Bestätigung des Urteils des Hessischen Finanzgerichts durch ein Urteil des Finanzgerichts Münster

Hinzuschätzungen sind rechtswidrig!

Das Finanzgericht Münster kritisiert mit seinem Urteil vom 10. Oktober 2013 scharf das unfaire Vorgehen des Finanzamtes Borken

In der jetzt vorliegenden Urteilsbegründung hat das Finanzgericht den Betriebsprüfern in Nordrhein-Westfalen klare Grenzen aufgezeigt. Der erkennende Senat folgte der Auffassung des Hessischen Finanzgerichts, wonach eine Herausgabepflicht von Daten der Kassenauftragszeilen, mit allen Informationen zu jedem Einzelverkauf, nicht auf § 147 Abs. 6 AO gestützt werden könne, da es an einer fehlenden Aufzeichnungspflicht mangelt.
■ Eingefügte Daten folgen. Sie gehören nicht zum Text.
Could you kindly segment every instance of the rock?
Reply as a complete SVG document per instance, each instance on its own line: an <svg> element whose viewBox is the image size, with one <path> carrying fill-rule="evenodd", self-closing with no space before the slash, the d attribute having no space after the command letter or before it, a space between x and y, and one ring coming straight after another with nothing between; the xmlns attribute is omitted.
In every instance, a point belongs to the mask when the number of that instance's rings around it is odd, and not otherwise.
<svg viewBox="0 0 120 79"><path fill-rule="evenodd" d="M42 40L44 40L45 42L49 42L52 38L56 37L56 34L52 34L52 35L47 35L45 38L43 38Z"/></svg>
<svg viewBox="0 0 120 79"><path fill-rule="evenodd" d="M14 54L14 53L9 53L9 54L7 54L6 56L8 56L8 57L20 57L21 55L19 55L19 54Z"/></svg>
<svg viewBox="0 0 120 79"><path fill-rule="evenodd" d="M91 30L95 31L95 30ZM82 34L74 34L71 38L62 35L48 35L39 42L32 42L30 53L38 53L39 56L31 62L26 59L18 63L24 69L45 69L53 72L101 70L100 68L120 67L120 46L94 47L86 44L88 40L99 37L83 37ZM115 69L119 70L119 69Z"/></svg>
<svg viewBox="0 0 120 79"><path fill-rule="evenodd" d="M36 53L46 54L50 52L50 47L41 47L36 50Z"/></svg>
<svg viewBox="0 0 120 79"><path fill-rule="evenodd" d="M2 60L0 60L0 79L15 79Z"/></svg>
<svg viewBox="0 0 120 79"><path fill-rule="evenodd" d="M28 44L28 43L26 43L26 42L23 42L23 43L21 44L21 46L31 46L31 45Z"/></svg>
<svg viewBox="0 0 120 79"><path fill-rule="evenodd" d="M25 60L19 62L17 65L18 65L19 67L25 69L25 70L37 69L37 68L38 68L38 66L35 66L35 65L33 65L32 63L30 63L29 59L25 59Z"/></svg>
Die Richter gaben dem Apotheker recht; da bislang nicht rechtlich geklärt sei, ob das Finanzamt einen Anspruch auf diese Daten überhaupt habe.

Das Finanzamt hätte die anstehende höchstrichterliche Entscheidung abwarten müssen.

Das Finanzamt Borken hatte in diesem entschiedenen Fall eine Hinzuschätzung der Bareinnahmen um 3 Prozent pauschal, aufgrund der Nichtvorlage der angeforderten Kassenauftragszeilen, vorgenommen. Das Finanzgericht Münster hält mit seiner Entscheidung die Hinzuschätzung für rechtswidrig.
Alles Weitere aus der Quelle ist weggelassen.